Shaner took corporations with former Iowa Law Professor Hillary Sale because she knew the subject matter would be on the bar exam, but, “I think it was the one class I fell in love with.” She worked in both litigation and transactions at a Delaware law firm. Having litigation and transactional experience helped her to have a broader perspective on issues, Shaner says.
As a professor, she continues to be involved on the practical side of corporate legal practice. Shaner gives CLE lectures and participates in ABA committees, including with her former professor and now friend Hillary Sale. She jokes that it’s difficult even now to call her former professor “Hillary” instead of “Professor Sale” when they see each other at conferences.
Importance of writing experience for future professors
“I kind of did Law Review because I thought I should,” Shaner remembers. But the experience sparked an interest in academia.
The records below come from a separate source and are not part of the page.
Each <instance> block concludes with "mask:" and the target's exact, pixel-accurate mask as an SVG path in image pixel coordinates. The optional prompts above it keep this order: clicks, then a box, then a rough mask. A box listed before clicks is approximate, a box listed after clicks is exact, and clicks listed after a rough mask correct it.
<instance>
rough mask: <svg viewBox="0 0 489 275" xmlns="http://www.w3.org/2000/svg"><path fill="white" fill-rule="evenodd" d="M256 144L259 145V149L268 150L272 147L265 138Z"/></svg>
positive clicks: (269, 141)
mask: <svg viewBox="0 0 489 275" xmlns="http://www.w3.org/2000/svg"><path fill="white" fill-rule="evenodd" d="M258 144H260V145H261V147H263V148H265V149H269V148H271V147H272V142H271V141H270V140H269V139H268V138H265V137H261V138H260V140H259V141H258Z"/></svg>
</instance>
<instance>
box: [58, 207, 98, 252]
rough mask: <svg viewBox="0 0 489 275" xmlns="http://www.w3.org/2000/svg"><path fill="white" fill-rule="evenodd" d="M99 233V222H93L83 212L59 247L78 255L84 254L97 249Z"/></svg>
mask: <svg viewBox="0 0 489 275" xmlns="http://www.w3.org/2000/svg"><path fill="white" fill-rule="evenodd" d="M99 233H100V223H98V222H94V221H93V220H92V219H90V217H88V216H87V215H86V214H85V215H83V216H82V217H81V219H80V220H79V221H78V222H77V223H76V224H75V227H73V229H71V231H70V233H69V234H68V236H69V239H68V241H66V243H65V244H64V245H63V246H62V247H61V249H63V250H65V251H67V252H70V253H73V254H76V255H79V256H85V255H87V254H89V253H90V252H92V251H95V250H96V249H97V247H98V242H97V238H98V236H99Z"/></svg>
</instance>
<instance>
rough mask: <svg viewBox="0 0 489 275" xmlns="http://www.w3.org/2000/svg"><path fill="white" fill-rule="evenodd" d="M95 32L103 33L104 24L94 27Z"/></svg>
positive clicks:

As a 3L, she enjoyed helping 2Ls formulate the theses for their notes. Plus, she made lifelong friends, including Lens and other classmates who are now professors.
“It was, I won’t lie, sometimes tedious work,” Lens recalls about Law Review. “But I made good friends.”
Lens wrote her first academic paper as a 3L on Law Review, unknowingly laying the groundwork for future expertise. That paper was “Second Hand Choice: An Incompetent Pregnant Woman’s Constitutional Right to Choose Abortion.”
In 2017, Lens’ third pregnancy ended in stillbirth. “It changed everything,” she recalls. Before then, she mainly taught tort law. Although she had been interested in reproductive rights since law school, she’d never taught the subject. After her son was stillborn, Lens began researching issues surrounding stillbirth, teaching and writing on the subject.
Two years ago, Iowa Law Review published an article by Lens about stillbirth and informed medical consent. “It was so sweet to me to be able to publish there,” Lens says. The article was dedicated to Caleb, her stillborn son.
Advice for Iowa Law students
“Have a close relationship with your professors and write as much as you can,” Cardi advises students who have their eyes on work in academia.
“There are a few different paths you can take,” Abelkop notes. He says that earning a doctorate like he did is not necessary in order to teach law school, but it does help to formulate research questions. “Being a law professor is about answering bigger questions.”
“It’s a great place for legal education to prepare you for your place in the academy,” Lens says of Iowa Law. Just as she turned to Professor Pettys for advice, Lens encourages others to reach out to fellow alumni. “There are enough of us out there that are willing to help.”
Shaner advises aspiring professors to consider “What type of academic do you want to be? What type of scholar?,” rather than trying to shape a career like someone else’s. “Measure you success and happiness based on your own goals.”